Brad DeLong may seem to be hyperventilating in this post, but he is on to something.
Second Gilded Age Cultural Studies Watch, or O Michael Berube! Thou Shouldst Be Blogging in This Hour!
In a Super Bowl commercial–a commercial that I thought was astonishing for a company that is in the process of a slow-motion layoff of half of its hourly workers–GM broadcast the Robot’s Loser’s Progress yesterday:
GM Reveals Its Obsession in Super Bowl XLI Ad – AutoMotoPortal.com: Everyone at General Motors obsesses about quality these days – even the robots in the assembly plants. During the CBS telecast of Super Bowl XLI on Feb. 4, GM will launch …a new 60-second TV spot, called “Robot,” …. [T]he spot features a small robot that is part of a GM assembly line. Unfortunately, the robot makes a tiny mistake: it drops a screw. The line shuts down and the employees in the plant banish the little robot from the premises. The robot’s anguish over its mistake helps to remind consumers that every 2007 GM car and light-duty truck is now covered by a 100,000 mile/five-year powertrain limited warranty, and illustrates GM’s obsession about quality…
What AutoMotoPortal.com doesn’t tell you is the robot’s post-firing Loser’s Progress: the robot works a succession of lower-paid jobs, gets increasingly depressed, and at the end of the commercial commits suicide by throwing itself off a bridge–before waking up and realizing that it was all a bad dream.
In another Super Bowl commercial, Kevin Federline dreams about being a rap star while in “reality” he works the fryolater at a fast-food restaurant:
BBC NEWS | Entertainment | Federline advert causes offence: A US advert starring Britney Spears’ estranged husband, Kevin Federline, has angered a fast food trade group. The 28-year-old pokes fun at his stalled music career as he daydreams of hitting the big time while serving French fries at a takeaway. The National Restaurant Association says the advert suggests restaurant work is “demeaning and unpleasant”. But advertiser Nationwide Mutual Insurance insists Federline is the only one being mocked.
The commercial will be shown on 4 February during the Super Bowl – US TV’s highest-rated broadcast, commanding the highest fees for advertising. Rapper Federline, also known as K-Fed, launched his music career amid a blaze of publicity but only sold 6,500 copies of his debut album, Playing with Fire, in the first week of its release…
I am not imagining this, am I? The underlying background assumption of these commercials is contempt for the men and women who serve the fast food and work the loading docks and deliver the pizzas and staff the call centers of America, isn’t it? The executives of GM and Nationwide Insurance and their creative ad professionals think that denying the dignity of labor is the road to selling annuities and SUVs to the fiftysomethings with spare cash watching the Super Bowl, isn’t it? This is a Sign of the Apocalypse for our current Second Gilded Age, isn’t it? Or am I overreacting?

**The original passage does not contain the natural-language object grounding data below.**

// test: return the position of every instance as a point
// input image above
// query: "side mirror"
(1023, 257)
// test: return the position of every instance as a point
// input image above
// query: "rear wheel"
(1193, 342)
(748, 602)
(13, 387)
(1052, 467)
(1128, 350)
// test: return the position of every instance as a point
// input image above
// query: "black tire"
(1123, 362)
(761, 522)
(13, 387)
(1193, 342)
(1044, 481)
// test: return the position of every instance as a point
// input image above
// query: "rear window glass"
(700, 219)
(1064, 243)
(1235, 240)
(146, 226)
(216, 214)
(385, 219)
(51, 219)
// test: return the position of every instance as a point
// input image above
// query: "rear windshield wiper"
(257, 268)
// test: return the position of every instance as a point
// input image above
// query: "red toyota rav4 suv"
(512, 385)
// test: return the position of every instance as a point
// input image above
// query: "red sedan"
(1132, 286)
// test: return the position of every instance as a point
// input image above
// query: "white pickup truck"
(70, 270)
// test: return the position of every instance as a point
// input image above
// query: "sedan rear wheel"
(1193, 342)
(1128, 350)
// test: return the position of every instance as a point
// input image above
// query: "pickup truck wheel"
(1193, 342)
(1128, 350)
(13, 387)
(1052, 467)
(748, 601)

This is out-of-my-league. We need a Trained Professional Cultural… Studies Person… A Trained Professional Cultural Student… A Trained Professional Cultural Studier… We need Michael Berube or Bitch Ph.D. or Bad Subjects or The Valve here, as soon as possible.
Apologies for the technical difficulties on our end, in not being able to embed a viewing window in this post, but you must view the Robot commercial to appreciate DeLong’s comments.

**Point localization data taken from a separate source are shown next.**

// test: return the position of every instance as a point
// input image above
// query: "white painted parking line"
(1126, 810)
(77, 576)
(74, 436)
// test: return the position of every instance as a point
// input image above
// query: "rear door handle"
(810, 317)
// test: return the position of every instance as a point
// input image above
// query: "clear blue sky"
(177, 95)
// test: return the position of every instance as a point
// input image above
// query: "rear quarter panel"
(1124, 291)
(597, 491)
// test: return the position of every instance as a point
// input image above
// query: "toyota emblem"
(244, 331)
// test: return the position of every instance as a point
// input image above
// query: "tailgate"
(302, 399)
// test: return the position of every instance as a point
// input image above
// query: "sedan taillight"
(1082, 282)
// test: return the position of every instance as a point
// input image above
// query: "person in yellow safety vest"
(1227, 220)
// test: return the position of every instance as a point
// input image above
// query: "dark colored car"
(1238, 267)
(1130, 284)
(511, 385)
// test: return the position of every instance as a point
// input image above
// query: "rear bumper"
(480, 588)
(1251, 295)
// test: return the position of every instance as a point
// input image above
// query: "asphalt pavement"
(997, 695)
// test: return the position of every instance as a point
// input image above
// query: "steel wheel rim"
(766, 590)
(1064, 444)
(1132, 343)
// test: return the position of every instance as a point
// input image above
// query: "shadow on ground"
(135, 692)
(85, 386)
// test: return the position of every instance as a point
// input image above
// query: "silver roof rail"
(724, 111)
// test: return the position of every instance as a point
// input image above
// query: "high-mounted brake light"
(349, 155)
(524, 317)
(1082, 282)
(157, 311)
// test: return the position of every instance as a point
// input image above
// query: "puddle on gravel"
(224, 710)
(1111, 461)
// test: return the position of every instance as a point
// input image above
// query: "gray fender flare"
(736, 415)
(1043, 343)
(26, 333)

It doesn’t take a cultural studies expert to parse the meaning of these commercials. Once upon a time, a man (and it was usually men in those days) who did an honest day’s work was accorded respect, even if he was a shoeshine boy. Some of those menial positions, like being a runner on Wall Street or a clerk in an accounting firm, could and did serve as an entree to better jobs. Even though manufacturing jobs led nowhere, they were well enough paid to compensate for the repetitiveness (and sometimes danger).
But now it seems, no one works for the satisfaction of working (oh, say, unless you are an artist) but for the money. By definition anyone who has a low end job is a loser. As the Robot story shows, even those jobs are precarious. Make one mistake, and your life as you know it is over. Really over.
The message of the Super Bowl commercial, that a fall is long and painful, doesn’t just apply to the working class. It’s a warning to all of us. Recall that during the dot-com bust, former six figure earners were luck to find employment at Home Depot. They had narrow skills that were suddenly in oversupply.
As we pointed out in an earlier post, this is the downside to income disparity that isn’t often discussed. With fewer safety nets and (generally) low levels of savings, many people are exposed to a large reversal of fortune if they lose their job. That in turn creates a great deal of stress, and also severely limits one’s bargaining power with one’s employer (you can’t run the risk of saying no). The combination means that people in societies with high income disparity have worse health, at all income levels, than members of societies with lower income disparity.